Behind Thomann are acres of green grass. To his right are acres of brown grass.
Next spring, everything on all sides of this water tank will be green.
Thomann, who farms near here in Washington County, converted part of his CRP ground into pasture last fall. This autumn, the rest of it will be switched over so it will be ready for spring grazing.
S“We had it in CRP for 10 years and switched it over last October,” he says. “I wanted to have some more cows, and this was the way to go.
“We tilled up half of it in the fall and reseeded it. We’ll tear up the rest in a few weeks.”
Thomann runs 40 Red Angus cows on the pasture, which totals 80 acres. The pasture also includes new perimeter fence.
He primarily seeded alfalfa and clover along with timothy and endophyte-free fescue.

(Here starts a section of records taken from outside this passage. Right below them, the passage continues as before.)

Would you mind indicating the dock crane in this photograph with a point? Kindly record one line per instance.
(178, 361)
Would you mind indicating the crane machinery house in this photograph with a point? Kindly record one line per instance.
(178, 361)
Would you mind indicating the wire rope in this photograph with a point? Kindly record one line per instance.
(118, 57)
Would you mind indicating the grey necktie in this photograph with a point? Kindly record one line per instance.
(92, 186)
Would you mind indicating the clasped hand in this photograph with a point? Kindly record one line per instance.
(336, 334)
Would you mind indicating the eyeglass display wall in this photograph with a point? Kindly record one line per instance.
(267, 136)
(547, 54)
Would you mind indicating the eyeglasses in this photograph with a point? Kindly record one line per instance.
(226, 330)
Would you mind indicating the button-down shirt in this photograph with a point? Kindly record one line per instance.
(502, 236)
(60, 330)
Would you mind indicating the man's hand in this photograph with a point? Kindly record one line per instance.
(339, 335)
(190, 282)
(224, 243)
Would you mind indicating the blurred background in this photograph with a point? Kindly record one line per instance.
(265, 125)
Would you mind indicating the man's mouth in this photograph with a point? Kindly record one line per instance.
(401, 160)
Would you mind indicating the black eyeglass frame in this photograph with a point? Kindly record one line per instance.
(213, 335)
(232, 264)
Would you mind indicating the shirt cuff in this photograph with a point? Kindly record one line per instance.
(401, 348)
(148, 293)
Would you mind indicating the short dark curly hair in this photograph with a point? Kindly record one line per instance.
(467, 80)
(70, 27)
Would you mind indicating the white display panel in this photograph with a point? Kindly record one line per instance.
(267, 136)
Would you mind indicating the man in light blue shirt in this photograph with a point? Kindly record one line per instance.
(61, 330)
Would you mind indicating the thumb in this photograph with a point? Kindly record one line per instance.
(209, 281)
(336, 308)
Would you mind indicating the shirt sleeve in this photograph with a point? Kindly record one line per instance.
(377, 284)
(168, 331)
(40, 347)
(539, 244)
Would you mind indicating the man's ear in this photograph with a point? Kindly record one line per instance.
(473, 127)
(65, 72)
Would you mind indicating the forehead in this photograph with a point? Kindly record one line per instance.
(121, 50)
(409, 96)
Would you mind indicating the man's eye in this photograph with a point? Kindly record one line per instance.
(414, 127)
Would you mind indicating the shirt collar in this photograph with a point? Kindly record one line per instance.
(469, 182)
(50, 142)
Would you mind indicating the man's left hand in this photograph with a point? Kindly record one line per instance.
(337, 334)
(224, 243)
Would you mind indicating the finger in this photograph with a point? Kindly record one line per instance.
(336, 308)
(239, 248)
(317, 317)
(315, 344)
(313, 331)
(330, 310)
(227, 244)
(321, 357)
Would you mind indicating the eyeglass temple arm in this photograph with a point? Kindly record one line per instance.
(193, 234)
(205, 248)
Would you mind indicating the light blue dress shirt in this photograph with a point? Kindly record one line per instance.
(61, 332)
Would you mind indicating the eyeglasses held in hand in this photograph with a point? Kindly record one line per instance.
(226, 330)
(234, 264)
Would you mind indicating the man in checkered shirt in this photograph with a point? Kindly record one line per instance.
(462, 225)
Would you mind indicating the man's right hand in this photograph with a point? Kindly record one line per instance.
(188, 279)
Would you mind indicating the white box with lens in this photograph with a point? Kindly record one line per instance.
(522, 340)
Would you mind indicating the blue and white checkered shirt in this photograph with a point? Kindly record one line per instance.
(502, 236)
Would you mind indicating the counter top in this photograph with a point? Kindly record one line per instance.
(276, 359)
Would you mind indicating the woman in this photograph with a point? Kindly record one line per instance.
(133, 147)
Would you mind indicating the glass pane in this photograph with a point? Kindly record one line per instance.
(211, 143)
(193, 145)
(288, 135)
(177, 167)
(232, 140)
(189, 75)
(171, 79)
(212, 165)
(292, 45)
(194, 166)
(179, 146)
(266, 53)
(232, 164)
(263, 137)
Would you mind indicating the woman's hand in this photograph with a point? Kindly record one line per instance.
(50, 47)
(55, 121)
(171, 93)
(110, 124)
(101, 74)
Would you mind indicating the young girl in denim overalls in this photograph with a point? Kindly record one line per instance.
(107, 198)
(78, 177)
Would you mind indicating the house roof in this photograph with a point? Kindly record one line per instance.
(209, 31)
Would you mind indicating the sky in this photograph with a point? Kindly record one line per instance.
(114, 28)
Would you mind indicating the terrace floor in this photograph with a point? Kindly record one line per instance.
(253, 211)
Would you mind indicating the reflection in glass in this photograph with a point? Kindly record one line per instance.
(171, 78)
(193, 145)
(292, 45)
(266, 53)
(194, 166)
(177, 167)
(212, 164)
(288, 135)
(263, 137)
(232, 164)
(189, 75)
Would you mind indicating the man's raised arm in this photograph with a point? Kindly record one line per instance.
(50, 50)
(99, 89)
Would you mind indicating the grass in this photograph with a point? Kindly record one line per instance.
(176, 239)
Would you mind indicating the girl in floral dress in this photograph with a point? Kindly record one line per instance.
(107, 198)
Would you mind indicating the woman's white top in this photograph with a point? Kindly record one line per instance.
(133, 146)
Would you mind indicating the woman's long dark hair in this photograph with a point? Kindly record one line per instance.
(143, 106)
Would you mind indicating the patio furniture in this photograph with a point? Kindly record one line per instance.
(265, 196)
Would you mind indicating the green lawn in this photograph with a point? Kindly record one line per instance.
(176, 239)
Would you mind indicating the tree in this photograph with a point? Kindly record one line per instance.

Money from the Environmental Quality Incentives Program (EQIP) program was used to install close to a mile of water line.
Thomann set up 14 paddocks in his system with each paddock consisting of roughly four acres.
“I hope to get two to three days of grazing per paddock before I move them,” he says. “I want to have at least 30 days of rest on each paddock for some regrowth.”
He uses single-strand electrical wire to form his paddocks, adding the wire is high enough for small calves to sneak under.
While some producers will choose to establish a new system, most will go ahead and use the old CRP ground for grazing, says Steve Barnhart, Extension forage specialist at Iowa State University.
If they go that route, he says weed control must be a priority.
“The weed issue is a real challenge, especially if you want to establish legumes in the pasture,” Barnhart says.
“Grazing can control a lot of it, but the pastures could have future weed problems if it’s not managed properly.”
He cites musk thistle as a weed that is difficult to control.
Pasture fertility also must be considered. Barnhart suggests testing the soil for nutrient levels.
“Nitrogen is always going to be needed, but the P and K levels should be similar to what they were when the ground was put into CRP,” he says.
“If those levels were low when you put it in 20 years ago, they will still be low.”
Barnhart says frequent mowing or clipping also can help reduce weeds. He says weeds like thistles need to be clipped two or three times after the initial clipping to destroy their root systems.
If most management methods do not solve the issue, producers could use herbicides. Barnhart says most pasture herbicides will remove legumes, so spot spraying is recommended.
He says producers, who choose to tear up CRP and start fresh, need to ensure new grass is given time to mature.
“It takes a year or so for new seedings to reach their full potential, so make sure you don’t overgraze them,” Barnhart says.
“Certainly, a good rotational-grazing system is a way to make sure new pastures stay in good condition.”
Thomann said the first summer was a test for his new pasture.
“We had a lot of water early on, then that was shut off most of the rest of the summer,” he says. “It was looking rough in some spots, but it’s pretty lush now.”
He adds it took some time to complete the conversion process, but Thomann believes it was time well spent.
“I had a few cows before on rented pasture, but I always wanted more cows than what I had,” he says.
“This was my chance to expand a little, and so far it has worked out pretty well.”